Could I survive in Mexico or Vietnam for over half a year? Perhaps I'd miss the comforts of New York? I'd love to try it, I hope I will.

- You seem to have achieved everything a person can dream of: happy family life, home in New York, fame in your own country and abroad. What other dreams do you have?

- I always dream. For instance, to create a good piece. I've done a lot of works in different styles and techniques. Now I want to bring all different knowledge together and do something simple. I'm planning to go to Korea. I'll climb a mountain, meditate, and think what to do next.

Ray Bartkus

Rimvydas (Ray) Bartkus was born in 1961 in Vilnius. He graduated from Vilnius Art Institute in 1986 and created lithography, etchings, drawings, participating in exhibitions in Lithuania and abroad. Upon being offered to present his works in a US university, he decided to move to America. In 1991, Barktus, his wife Ina, and their son Kristijonas settled in New York.

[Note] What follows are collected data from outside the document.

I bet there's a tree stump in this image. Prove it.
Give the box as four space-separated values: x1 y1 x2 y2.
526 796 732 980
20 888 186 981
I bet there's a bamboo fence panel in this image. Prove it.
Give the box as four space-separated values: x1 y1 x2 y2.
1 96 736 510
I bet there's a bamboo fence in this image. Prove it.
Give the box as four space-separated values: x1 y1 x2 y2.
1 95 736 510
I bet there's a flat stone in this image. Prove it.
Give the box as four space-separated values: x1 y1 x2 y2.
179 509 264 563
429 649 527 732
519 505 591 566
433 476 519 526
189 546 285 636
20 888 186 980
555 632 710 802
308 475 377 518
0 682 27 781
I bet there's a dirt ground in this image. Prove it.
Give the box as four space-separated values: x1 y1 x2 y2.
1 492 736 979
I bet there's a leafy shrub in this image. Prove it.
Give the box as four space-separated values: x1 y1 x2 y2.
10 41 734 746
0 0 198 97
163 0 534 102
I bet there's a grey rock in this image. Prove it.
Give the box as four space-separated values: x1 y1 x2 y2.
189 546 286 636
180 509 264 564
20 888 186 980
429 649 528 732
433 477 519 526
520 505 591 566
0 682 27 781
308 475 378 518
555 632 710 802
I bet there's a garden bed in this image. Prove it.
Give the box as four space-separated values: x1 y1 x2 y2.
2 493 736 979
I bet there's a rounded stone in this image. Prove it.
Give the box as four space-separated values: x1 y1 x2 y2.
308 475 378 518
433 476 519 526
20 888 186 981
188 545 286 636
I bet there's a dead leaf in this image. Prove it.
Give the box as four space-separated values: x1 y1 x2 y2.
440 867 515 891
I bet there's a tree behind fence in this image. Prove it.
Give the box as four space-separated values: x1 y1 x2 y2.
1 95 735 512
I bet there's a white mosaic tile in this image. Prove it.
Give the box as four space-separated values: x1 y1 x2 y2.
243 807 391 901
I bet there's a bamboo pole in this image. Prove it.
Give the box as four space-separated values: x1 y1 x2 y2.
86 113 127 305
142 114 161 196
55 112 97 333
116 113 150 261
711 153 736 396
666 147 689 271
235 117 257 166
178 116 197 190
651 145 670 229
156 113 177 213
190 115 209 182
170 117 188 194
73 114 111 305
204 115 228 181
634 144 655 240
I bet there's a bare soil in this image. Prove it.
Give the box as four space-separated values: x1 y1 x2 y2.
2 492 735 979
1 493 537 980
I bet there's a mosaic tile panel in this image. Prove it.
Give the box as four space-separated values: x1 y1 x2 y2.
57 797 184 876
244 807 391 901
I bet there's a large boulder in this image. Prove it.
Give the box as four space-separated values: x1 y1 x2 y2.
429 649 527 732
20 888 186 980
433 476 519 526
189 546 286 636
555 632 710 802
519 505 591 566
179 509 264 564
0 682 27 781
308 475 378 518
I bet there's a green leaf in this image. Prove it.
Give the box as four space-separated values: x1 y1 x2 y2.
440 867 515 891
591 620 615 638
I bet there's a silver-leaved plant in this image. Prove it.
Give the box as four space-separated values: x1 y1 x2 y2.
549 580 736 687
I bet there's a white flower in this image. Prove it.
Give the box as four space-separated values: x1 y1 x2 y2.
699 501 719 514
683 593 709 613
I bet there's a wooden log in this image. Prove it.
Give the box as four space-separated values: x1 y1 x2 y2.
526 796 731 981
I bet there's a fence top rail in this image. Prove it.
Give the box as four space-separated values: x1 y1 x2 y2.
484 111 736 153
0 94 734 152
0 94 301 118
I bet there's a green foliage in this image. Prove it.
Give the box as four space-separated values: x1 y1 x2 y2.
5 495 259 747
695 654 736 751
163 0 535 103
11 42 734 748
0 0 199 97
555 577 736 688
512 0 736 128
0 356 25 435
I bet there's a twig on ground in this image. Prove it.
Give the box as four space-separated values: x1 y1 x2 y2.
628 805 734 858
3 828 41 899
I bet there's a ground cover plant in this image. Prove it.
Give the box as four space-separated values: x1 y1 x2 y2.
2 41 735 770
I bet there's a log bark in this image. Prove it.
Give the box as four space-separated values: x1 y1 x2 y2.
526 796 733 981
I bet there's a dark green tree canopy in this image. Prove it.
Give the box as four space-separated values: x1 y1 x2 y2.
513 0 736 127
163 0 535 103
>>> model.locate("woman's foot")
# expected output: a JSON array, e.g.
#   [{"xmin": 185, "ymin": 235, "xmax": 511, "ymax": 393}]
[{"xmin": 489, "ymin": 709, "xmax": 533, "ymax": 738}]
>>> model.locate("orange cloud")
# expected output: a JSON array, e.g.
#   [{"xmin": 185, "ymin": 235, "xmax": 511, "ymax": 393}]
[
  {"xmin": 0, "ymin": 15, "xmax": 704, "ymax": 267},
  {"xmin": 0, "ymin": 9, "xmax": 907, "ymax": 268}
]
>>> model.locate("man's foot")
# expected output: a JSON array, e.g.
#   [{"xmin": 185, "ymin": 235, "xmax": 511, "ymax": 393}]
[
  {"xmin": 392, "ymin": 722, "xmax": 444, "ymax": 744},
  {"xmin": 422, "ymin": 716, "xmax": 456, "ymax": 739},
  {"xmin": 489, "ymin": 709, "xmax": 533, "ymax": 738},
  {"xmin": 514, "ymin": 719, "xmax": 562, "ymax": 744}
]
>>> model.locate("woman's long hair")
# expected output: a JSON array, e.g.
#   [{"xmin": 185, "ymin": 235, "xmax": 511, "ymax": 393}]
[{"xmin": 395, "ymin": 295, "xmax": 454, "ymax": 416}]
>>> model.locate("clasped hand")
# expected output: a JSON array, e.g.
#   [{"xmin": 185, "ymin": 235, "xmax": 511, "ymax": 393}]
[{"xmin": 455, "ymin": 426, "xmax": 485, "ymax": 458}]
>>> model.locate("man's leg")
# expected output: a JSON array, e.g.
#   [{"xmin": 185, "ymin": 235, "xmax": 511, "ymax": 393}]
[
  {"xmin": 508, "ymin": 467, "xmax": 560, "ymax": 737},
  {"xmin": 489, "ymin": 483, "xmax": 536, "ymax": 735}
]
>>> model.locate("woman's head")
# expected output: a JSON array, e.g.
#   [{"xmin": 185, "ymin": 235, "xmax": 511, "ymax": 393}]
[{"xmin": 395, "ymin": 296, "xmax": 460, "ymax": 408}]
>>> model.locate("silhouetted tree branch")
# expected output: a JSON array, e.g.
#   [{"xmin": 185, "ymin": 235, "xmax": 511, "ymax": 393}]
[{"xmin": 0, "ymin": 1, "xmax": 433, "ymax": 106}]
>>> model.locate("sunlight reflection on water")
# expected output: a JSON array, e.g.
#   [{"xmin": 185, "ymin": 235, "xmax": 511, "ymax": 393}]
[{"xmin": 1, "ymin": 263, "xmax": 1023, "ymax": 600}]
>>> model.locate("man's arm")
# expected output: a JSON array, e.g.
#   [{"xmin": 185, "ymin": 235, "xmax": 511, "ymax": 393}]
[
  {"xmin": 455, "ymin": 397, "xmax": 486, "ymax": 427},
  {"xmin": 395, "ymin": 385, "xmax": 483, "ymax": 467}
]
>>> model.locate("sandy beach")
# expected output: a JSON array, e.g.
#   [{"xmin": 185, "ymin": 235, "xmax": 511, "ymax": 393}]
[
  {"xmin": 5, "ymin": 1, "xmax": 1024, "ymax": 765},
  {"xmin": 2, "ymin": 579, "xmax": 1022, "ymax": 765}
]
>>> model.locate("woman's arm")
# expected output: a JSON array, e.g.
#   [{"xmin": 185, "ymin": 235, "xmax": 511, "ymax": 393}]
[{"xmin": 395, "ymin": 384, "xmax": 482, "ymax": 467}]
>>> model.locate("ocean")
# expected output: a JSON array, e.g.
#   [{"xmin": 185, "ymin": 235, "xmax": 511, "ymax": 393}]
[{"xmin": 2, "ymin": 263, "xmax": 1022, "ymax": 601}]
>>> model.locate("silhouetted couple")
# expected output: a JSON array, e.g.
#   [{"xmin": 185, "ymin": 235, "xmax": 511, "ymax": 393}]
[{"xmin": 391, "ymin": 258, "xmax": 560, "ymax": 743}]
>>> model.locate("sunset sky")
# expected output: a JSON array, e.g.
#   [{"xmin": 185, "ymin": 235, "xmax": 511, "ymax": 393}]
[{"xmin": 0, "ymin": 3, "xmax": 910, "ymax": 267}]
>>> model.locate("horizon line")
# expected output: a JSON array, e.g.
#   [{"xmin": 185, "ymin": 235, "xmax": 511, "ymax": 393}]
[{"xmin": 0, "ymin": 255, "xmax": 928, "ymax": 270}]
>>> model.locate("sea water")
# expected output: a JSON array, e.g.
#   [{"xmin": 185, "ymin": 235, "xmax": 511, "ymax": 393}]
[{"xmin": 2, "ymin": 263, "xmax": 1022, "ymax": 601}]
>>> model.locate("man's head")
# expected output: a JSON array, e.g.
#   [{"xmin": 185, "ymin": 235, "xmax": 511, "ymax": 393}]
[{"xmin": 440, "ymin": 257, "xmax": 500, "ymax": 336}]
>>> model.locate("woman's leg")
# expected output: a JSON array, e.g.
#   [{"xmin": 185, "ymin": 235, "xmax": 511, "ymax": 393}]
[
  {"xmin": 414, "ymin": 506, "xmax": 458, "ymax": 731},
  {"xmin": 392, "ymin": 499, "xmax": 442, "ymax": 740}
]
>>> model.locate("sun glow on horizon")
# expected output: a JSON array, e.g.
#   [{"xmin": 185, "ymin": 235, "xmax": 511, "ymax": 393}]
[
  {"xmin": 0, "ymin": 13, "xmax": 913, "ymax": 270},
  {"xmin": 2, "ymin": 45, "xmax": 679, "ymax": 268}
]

His pieces first caught the eye of the New York Times' art director. Bartkus' works have since been used on covers of Time magazine, Newsweek, Harper's, the New York Book Review; they have been published in the Wall Street Journal, the Los Angeles Times, the Boston Globe, Business Weekly, Fortune, Smart Money, the New Republic, the Christian Science Monitor.

He took part part in exhibitions in New York, Helsinki, Hague, Vienna, Skopje, Warsaw, Beijing, Vilnius, Kiev.

His oeuvre includes portraits of Immanuel Kant, Socrates, and Giordano Bruno carved in bread; copies of his three passports, Soviet, Lithuanian, and American; counterfeit one US dollar bill and one million dollar cheque.

One of his works can be seen every day – Bartkus is author of the 50 litas bill, the one with a portrait of Jonas Basanavičius.